Offuscato dai suoi celebri colleghi (Godard, Truffaut, Rohmer, Chabrol, Resnais), Jacques Demy va tuttavia annoverato tra gli iniziatori della Nouvelle Vague, fosse solo per il bellissimo cortometraggio Le bel indifférent (1957), scritto da Cocteau e spunto per il Godard di Charlotte et son Jules (1958).
Il suo primo lungometraggio, Lola (1960) si situa temporalmente a fianco dei capolavori che tutti conosciamo: è la storia di una ragazza madre che attende per sette anni il ritorno del suo uomo, Michel; è la storia di Roland, pigro e annoiato, che riscopre l'amore incontrando quella Cecile (vero nome di Lola) di cui si era invaghito da ragazzino; è la storia di Cecile, una ragazzina che sta per compiere 14 anni e che si innamora di un marinaio, Frankie, il quale ha una relazione con Lola/Cecile, che va a letto con lui solo perché le ricorda Michel...e tutti, per un motivo qualsiasi, stanno per partire...
Narrato con ironia e freschezza, Lola è (secondo le parole di Demy stesso), un "musical senza musica" (per motivi di budget), una raffinata commedia tutta giocata sulle relazioni, spesso mai consumate, tra i protagonisti, sulle dinamiche del desiderio (come nello struggente Le bel indifférent) e sul dolore della solitudine. Il dramma è sempre dietro la porta, ma lì rimane, perché dalla visione di Demy tuttavia emerge la bellezza dell'amore anche nel dolore, poiché "anche l'attesa della felicità ha già in sé un po' di felicità".
Ciò che abbassa il livello di un film innovativo, a parte il confronto obbligato con i coetanei giganti della Nouvelle Vague, è la caratterizzazione dei personaggi, spesso evanescenti e bidimensionali, in un lavoro che si regge in gran parte su questi. Anouk Aimée è ammagliante, ma la sua performance è in parte sacrificata da una caratterizzazione che difficilmente si scosta da quella di una ragazza sbarazzina e sognante che attende il suo amore in un mondo crudele. Mi si può obbiettare che anche i personaggi di Une femme est une femme (1961) sono bidimensionali ed evanescenti, ed è vero: soltanto che gli intenti di Godard e quelli di Demy differiscono. Nel primo abbiamo l'intenzione si svelare il cinema ed i suoi processi, nel secondo il tentativo di dipingere un affresco umano in cui ogni personaggio desidera e cerca qualcuno che può solo sfiorare (anticipando persino un genere tipico del cinema americano degli anni '90, il film corale alla Altman, alla Anderson e, perché no, alla Tarantino).

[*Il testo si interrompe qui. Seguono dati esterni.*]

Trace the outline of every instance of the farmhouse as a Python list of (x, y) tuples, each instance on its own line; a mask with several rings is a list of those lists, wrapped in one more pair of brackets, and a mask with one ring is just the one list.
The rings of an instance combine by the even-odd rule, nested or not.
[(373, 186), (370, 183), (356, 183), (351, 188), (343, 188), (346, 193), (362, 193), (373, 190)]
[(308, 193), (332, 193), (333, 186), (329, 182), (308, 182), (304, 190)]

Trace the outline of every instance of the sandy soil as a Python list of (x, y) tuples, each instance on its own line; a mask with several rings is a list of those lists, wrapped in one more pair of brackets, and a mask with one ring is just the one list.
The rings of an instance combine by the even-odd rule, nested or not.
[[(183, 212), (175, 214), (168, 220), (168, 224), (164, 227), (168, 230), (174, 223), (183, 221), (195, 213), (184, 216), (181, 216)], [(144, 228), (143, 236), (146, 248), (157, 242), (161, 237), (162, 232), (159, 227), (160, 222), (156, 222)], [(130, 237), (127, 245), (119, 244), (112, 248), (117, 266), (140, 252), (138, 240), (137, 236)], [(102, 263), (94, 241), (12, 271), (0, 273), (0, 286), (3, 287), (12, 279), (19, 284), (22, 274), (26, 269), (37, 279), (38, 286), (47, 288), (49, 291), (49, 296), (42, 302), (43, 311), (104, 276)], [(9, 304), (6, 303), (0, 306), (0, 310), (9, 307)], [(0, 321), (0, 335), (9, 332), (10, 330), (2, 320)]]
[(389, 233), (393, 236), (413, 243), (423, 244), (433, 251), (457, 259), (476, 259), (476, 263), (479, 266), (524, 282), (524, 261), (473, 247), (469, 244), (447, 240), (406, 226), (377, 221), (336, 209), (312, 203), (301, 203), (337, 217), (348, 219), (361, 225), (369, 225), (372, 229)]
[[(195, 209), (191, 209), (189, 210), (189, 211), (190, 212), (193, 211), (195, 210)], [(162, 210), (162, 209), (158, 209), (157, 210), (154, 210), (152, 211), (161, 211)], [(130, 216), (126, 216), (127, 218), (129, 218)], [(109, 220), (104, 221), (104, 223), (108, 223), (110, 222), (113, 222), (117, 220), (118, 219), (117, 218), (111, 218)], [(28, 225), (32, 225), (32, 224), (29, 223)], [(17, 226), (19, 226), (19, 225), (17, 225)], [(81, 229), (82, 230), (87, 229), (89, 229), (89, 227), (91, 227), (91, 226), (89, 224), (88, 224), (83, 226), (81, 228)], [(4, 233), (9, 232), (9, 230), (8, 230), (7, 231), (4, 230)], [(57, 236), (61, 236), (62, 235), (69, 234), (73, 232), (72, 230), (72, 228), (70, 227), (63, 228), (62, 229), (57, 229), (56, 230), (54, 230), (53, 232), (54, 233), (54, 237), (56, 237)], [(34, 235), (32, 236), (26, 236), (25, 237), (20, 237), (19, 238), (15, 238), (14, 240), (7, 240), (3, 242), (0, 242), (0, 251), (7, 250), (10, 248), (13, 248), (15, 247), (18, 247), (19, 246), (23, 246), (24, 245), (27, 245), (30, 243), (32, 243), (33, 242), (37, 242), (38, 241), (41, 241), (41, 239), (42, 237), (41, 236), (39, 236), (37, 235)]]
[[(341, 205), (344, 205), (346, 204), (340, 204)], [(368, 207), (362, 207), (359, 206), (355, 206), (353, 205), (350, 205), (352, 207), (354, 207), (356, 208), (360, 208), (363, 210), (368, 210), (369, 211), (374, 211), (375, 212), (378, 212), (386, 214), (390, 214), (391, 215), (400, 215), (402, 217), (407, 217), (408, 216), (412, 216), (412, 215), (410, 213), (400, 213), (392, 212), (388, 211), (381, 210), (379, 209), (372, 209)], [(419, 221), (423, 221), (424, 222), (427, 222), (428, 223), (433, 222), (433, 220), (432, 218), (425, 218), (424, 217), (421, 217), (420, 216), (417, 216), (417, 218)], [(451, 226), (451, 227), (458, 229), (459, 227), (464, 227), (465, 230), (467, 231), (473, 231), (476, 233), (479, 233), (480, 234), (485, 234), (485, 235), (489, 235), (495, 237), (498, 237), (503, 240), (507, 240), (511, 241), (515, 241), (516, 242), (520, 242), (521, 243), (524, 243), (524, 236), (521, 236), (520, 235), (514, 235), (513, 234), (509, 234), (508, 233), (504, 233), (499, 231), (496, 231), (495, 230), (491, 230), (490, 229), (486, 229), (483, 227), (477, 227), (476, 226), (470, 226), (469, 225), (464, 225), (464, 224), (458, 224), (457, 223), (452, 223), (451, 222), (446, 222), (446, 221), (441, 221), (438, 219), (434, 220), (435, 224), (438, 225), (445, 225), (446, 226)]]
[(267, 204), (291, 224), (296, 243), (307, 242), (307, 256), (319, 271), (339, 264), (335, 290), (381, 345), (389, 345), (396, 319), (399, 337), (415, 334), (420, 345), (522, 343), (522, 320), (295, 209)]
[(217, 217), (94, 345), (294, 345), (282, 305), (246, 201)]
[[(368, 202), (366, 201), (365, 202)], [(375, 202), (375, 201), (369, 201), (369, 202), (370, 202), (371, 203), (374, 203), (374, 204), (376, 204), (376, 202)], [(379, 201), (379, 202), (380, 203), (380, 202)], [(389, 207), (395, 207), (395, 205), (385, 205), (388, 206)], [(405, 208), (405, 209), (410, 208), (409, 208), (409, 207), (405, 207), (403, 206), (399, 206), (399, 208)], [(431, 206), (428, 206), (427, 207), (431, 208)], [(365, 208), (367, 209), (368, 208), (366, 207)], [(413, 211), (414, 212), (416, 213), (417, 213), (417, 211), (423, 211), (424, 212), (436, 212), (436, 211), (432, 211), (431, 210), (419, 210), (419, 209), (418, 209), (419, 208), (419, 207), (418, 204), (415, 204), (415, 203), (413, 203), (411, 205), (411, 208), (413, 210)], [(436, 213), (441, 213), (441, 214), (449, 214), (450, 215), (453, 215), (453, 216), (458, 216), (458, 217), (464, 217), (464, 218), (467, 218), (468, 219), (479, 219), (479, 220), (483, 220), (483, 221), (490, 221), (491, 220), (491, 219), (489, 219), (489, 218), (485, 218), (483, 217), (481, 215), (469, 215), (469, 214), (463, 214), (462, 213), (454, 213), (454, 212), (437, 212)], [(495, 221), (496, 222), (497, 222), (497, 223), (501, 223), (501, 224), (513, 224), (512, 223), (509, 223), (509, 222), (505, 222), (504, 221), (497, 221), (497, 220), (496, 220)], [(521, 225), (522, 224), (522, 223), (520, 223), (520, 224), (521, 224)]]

Il film, oltre ad avere due "sequel" dello stesso Demy (Les parapluies de Cherbourg, nel 1964; Model Shop, nel 1969), si fa notare anche per una discreta dose di citazionismo: si fa riferimento ad un certo Poiccard, che faceva rapine e che è stato ucciso (chiaro rimando a Fino all'ultimo respiro), mentre in Une femme est une femme viene rievocato l'universo di Lola nella scena al cabaret. La pellicola è inoltre dedicata a Max Ophuls.